If at first you don't succeed: Ireland and the Lisbon Treaty.

Posted by -dags at 3:10 AM 0 comments
In June 2008, a proud nation riding on a wave of prosperity voted no to the Lisbon Treaty. On October the 2nd the people of Ireland will vote again. The current landscape is vastly different to that of June 2008. With hopes that the Irish banks are solvent looking increasingly fanciful, house prices down 20-30 percent and still falling, and unemployment at a 14 year high the swagger of the Celtic tiger has been humbled. What does this mean for Eurocrats anxiously chewing their nails in Brussels?

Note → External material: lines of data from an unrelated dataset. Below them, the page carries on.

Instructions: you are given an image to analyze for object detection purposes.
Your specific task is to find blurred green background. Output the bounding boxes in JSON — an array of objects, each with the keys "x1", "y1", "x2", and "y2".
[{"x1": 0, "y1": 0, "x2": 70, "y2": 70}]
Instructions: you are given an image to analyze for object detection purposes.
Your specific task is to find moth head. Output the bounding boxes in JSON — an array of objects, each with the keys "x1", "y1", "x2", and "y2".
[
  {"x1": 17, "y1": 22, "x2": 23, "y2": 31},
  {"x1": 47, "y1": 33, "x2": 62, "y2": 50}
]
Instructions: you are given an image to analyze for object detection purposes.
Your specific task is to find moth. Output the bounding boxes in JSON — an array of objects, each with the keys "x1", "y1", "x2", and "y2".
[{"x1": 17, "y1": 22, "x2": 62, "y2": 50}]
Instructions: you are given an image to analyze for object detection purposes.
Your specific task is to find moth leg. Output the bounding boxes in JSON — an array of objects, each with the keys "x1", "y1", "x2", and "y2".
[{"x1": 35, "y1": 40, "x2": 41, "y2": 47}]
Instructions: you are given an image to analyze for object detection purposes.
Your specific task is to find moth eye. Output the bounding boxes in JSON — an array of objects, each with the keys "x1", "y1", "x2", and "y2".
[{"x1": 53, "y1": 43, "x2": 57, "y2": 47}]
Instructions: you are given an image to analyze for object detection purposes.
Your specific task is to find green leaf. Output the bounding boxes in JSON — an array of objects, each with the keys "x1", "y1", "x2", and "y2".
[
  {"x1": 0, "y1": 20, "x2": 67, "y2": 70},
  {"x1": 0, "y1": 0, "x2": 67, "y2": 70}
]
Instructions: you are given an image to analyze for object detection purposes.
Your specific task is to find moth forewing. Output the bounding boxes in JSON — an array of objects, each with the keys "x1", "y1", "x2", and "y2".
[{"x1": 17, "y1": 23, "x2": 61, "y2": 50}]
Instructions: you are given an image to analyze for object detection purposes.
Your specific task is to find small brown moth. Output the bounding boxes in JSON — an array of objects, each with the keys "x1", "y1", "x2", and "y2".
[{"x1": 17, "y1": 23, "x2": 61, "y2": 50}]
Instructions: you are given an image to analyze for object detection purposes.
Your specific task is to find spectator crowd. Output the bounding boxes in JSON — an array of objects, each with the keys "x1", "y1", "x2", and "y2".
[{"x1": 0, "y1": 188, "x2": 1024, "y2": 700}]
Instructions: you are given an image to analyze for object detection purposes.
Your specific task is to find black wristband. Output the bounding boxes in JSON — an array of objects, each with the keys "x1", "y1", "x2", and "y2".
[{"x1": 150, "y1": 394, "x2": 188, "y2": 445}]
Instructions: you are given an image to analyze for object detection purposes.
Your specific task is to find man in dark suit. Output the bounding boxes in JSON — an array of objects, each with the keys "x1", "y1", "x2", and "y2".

At the moment it is looking likely that they will soon be able to rouse from EU from its institutional hibernation and into an era of a European President, a diplomatic service and perhaps a European army. Unfortunately, the no vote of last year was more an inditement of the incompetence of Irish politicians, voters parochial focus, and the vulnerability of the public to base, if well funded, scaremongering. The government’s negotiation of guarantees regarding the autonomy of Ireland’s policy on military neutrality, taxes and abortion will starve the no campaign of its signature objection. The Irish people have come to the realisation that a country of 4 million people cannot claw its way out of such a deep economic quagmire without the benefits of EU membership. Similarly, the government has hopefully learned its lesson and we should not see a repeat of the mind-blowing naivety displayed by the Foreign Minister Dermot Ahern when he admitted to the press that he had not read the treaty. These evolutions all favour a Yes vote. However, lets look at these areas in more detail.

According to a recent report by 66 leading non-government economists, while it is difficult to compute the exact benefits of a Yes vote, the deleterious effects of a No vote are much easy to identify. A No vote would impact negatively on international confidence in the Irish economy and thus increase our cost of borrowing. Similarly, our role as a committed member of the EU helps attract international investment. DFI is the lifeblood of the Irish economy, a no vote would imperil our attractiveness to large multinationals looking for a base in Western Europe. On balance 91 percent of the economists believed that from a purely economic point of view Ireland should vote yes.

It is also relevant to note that the result of Ireland’s vote will have effects far beyond those on the Irish economy or the careers of EU Presidential hopefuls. As an economic and regulatory pole the institutional health of the EU directly impacts on the countries which border it. A revitalised EU would act as a stabilising and moderating force across Russia’s eastern borders as well as in Turkey and thus into the Middle East. An outdated and stagnant structure could well provoke instability. This is a reality, our actions do not happen in a vacuum and we should not act like they do.

Thankfully, a majority of Irish people see Ireland’s membership of the EU as a positive thing, a recent Irish Times poll put that number at 80 percent. The challenge for the Yes campaigners is to motivate voters given the treaty is largely a matter of improving political and administrative procedures. Sexy it is not. However, by centering their campaign about whether we want to be part of a more effective European Union, banishing any lingering complacency and ruthlessly countering the No campaign’s propaganda a Yes vote is highly achievable. MEP’s fingernails should be safe.